1. The problem statement, all variables and given/known data
Consider an electron of a linear triatomic molecule formed by three equidistant atoms. We use $$|\phi_A>, |\phi_B>, |\phi_C>$$ to denote three orthonormal staes of this electron, corresponding respectively to three wave functions localized about the nuclei of atoms A, B and C. We shall confine ourselves to the subspace of the state space spanned by $$|\phi_A>, |\phi_B>, |\phi_C>$$.

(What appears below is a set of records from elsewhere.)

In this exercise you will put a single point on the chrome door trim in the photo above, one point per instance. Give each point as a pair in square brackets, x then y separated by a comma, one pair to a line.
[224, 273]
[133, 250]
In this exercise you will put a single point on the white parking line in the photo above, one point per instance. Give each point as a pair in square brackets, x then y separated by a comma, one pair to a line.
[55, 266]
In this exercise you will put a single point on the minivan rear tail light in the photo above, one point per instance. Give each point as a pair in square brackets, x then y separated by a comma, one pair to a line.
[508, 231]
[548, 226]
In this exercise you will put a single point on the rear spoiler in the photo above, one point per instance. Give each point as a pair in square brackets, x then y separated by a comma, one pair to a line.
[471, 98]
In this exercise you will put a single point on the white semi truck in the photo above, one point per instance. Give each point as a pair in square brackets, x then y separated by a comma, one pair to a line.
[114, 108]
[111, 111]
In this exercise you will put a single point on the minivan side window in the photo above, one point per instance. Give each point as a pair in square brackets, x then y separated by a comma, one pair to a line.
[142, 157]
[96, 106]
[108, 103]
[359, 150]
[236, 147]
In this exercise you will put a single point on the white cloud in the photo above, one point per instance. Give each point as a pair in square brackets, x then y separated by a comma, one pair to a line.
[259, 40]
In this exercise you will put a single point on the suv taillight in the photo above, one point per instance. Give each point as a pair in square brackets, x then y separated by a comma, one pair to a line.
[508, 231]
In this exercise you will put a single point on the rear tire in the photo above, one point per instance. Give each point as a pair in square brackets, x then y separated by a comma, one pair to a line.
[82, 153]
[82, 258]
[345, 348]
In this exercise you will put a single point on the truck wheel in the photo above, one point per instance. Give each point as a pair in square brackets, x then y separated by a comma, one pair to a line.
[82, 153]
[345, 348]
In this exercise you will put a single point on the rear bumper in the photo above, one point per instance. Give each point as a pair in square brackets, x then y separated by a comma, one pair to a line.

When we neglect the possibility of the electron jumping from one nucleus to another, its energy is described by the Hamiltonian $$H_0$$ whose eigenstates are the three states $$|\phi_A>, |\phi_B>, |\phi_C>$$ with the same eigenvalue $$E_0$$. The coupling between states $$|\phi_A>, |\phi_B>, |\phi_C>$$ is described by an additional Hamiltonian W defined by:

$$W|\phi_A> = -a|\phi_B>$$
$$W|\phi_B> = -a|\phi_A> - a|\phi_C>$$
$$W|\phi_C> = -a|\phi_B>$$

where a is a real positive constant.

a) Calculate the energies and stationary states of the Hamiltonian $$H = H_0 + W$$.

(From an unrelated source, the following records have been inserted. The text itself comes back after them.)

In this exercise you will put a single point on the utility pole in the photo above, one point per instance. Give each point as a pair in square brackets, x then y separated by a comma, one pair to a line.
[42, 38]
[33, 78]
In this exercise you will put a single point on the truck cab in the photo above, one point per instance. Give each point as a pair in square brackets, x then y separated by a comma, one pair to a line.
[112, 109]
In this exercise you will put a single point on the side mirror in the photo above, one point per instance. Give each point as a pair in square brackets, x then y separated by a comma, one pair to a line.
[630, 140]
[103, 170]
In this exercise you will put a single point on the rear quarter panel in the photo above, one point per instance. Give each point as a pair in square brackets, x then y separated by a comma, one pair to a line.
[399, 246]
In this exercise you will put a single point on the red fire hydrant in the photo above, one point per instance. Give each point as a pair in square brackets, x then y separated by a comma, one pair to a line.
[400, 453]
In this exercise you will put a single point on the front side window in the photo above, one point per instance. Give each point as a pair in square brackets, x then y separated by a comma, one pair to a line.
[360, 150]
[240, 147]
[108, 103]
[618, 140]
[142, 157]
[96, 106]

2. The attempt at a solution

$$H_0 = E_0 $\left( \begin{array}{ccc} 1 & 0 & 0 \\ 0 & 1 & 0 \\ 0 & 0 & 1 \end{array} \right)$$$

$$W = -a$\left( \begin{array}{ccc} 0 & 1 & 0 \\ 1 & 0 & 1 \\ 0 & 1 & 0 \end{array} \right)$$$

$$H = H_0 + W = E_0 $\left( \begin{array}{ccc} 1 & 0 & 0 \\ 0 & 1 & 0 \\ 0 & 0 & 1 \end{array} \right)$$$ $$-a$\left( \begin{array}{ccc} 0 & 1 & 0 \\ 1 & 0 & 1 \\ 0 & 1 & 0 \end{array} \right)$$$

$$H = $\left( \begin{array}{ccc} E_0 & -a & 0 \\ -a & E_0 & -a \\ 0 & -a & E_0 \end{array} \right)$$$

When I try to calculate the eigenvalues of this matrix to get the energies, I end up with an algebraic mess that involves a cubic function for $$\lambda$$ and I'm not sure how to solve, so I think I'm probably on the wrong track.

2. Nov 11, 2007

### Dr Transport

You're on the right track, you have to solve the cubic function in $$\lambda$$ to get the eigenenergies and their associated wave functions.